Pourtant, ce qui marque le plus, ce ne sont même pas tous ces détails techniques et scénaristiques, ni même le talent de réinventer l’intrigue des deux premiers Terminator, ou le fait de mélanger ces temporalités antagonistes avec une désinvolture et une cohérence de ton déconcertantes. Ce qui marque le plus ici, et c’est bien par cet angle que Bryan Singer est un cinéaste, c’est qu’il est désireux de savoir comment ses propres personnages vont s’en sortir. Singer voue une réelle fascination pour l’univers des X-Men et aime profondément raconter la vie de ces anti-héros aux super-pouvoirs. Il suffit de voir cette scène où la fameuse Mystique plaque contre le mur et étrangle avec son pied bleu un officier vietnamien jusqu’à l’évanouissement. Une série de champs contre-champs, en très gros plans sur les yeux de chacun, l’un mourant, l’autre en train de donner la mort. Mais cette mise en scène d’une réelle (et pourtant simple) puissance formelle nous informe sur plus de choses qu’elle n’y paraît, notamment sur un personnage dont l’impassibilité légendaire craque à l’instant du meurtre pour dévoiler un être d’une colère et d’un désespoir immenses. L’étalement de ce passage est bien la volonté d’un Bryan Singer qui dévoile par ce fait sa préférence des personnages aux situations.

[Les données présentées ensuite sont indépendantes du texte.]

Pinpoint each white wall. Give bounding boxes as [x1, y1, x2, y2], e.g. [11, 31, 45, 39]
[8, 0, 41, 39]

Et il montre cette préférence à chaque instant de son oeuvre, respectant ainsi la ligne scénaristique de l’épisode précédent et enfonçant un clou jamais assez long. L’une des plus belles séquences du film se passe avec le plus rapide des X-Men, Quicksilver, dont on épouse le point de vue l’espace d’une course, en pleine tension dramatique. Ralenti fois dix mille pour pouvoir apercevoir le mutant espiègle jouer et désarçonner ses ennemis du Pentagone. La douceur jouissive qui transpire à cet instant-là réaffirme la position de Singer : un amateur de comics, cinéphile et spectateur à pop-corn des autres super-productions/super-héros, qui veut prendre le temps de la pause pour délivrer un message à ses pairs.

© 20th Century Fox

Voilà là où Days of Future Past gagne sur le reste, c’est qu’intrinsèquement autant qu’historiquement, la véritable saga est à l’image de ses sujets : la différence (Usual Suspects est avant tout le film d’un auteur), la génétique (le format du premier X-Men a littéralement muté sur toute la décennie suivante en termes de gros budget), les pionniers d’un monde nouveau (la saga a ouvert l’ère du blockbuster contemporain). Ces thèmes évoqués et portés n’ont pas toujours été transposés fidèlement à l’écran (souvenez-vous le temps que vous avez perdu devant X-Men : L’Affrontement final et X-Men Origins : Wolverine) mais, après le virage entamé par Matthew Vaughn avec X-Men : Le Commencement, la suite qu’on nous donne à voir aujourd’hui n’en est qu’un très bon prolongement et résolument un excellent film d’anti-héros.

En attendant l’épisode qui clôturera la nouvelle trilogie, X-Men : Apocalypse, on se demande si cette dernière ne serait pas déjà l’une des plus réussies dans la catégorie poids lourds.

Larry Gopnik

Film en salles depuis le 21 mai 2014.